The Reality Mining Dataset," CSCS 535 Networks: Theory and Application, 2007
The Reality Mining Dataset," CSCS 535 Networks: Theory and Application, 2007
The Reality Mining Dataset," CSCS 535 Networks: Theory and Application, 2007
Main Problem/question addressed in the paper This paper talks about the social network analysis of the Reality mining dataset. The author contrasts the similarities and the counterparts of mobile networks to that of social networks. In this paper an exploratory analysis of reality mining data(MIT Media Lab) is performed and related with the help of mobile devices and networks. This paper is inclined towards the study of community structure in the underlying networks of phone calls being made and their study relates with the group distribution in the real world.
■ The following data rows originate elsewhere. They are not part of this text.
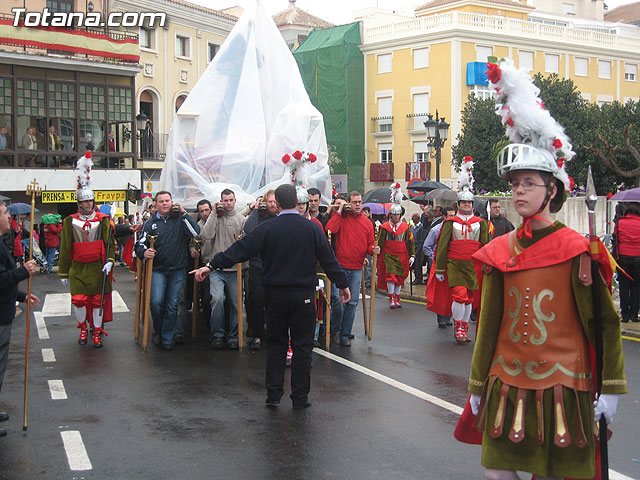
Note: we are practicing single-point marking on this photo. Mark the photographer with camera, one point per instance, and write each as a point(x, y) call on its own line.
point(354, 241)
point(218, 234)
point(174, 229)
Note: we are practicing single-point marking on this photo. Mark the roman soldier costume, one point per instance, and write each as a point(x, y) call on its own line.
point(87, 250)
point(453, 283)
point(396, 249)
point(531, 376)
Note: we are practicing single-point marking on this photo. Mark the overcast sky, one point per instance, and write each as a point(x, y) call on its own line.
point(340, 11)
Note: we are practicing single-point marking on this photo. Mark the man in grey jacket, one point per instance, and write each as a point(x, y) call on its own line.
point(222, 228)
Also the inter-relationship between the calls made and the location of calls source and destination is studied with the factors like duration of the call,etc.
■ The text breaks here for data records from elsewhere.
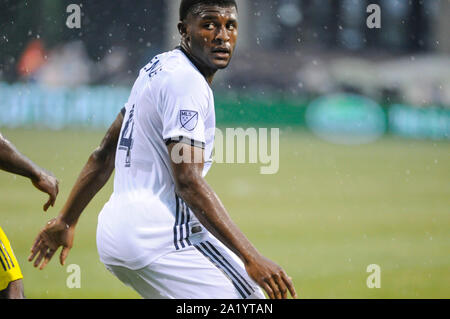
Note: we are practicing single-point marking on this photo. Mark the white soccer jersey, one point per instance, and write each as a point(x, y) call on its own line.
point(144, 219)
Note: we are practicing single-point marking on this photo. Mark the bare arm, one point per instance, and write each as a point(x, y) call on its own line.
point(11, 160)
point(207, 207)
point(94, 175)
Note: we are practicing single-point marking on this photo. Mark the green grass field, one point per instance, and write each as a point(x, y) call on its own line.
point(329, 213)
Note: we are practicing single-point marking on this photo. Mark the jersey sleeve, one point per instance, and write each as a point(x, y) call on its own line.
point(183, 108)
Main Claims/Contributions of the work done Foci of Activity or organisational structure is not the only indicators of community formation.The interesting information for the call behaviour of people is that the total and average duration of calls made when people were not at the same location was higher , instead there were more calls of median duration when people were collocated. During the instances of call network, the mutual exchange of calls or call reciprocity was higher than when two people mostly called each other when they were in the same location, however the exchange is mostly asymmetric when one person mostly calls the other. For modularity detection and communities formation algorithm by clauset, Newman and Moore is used. Study of Correlations between calls made and spatial location was carried out.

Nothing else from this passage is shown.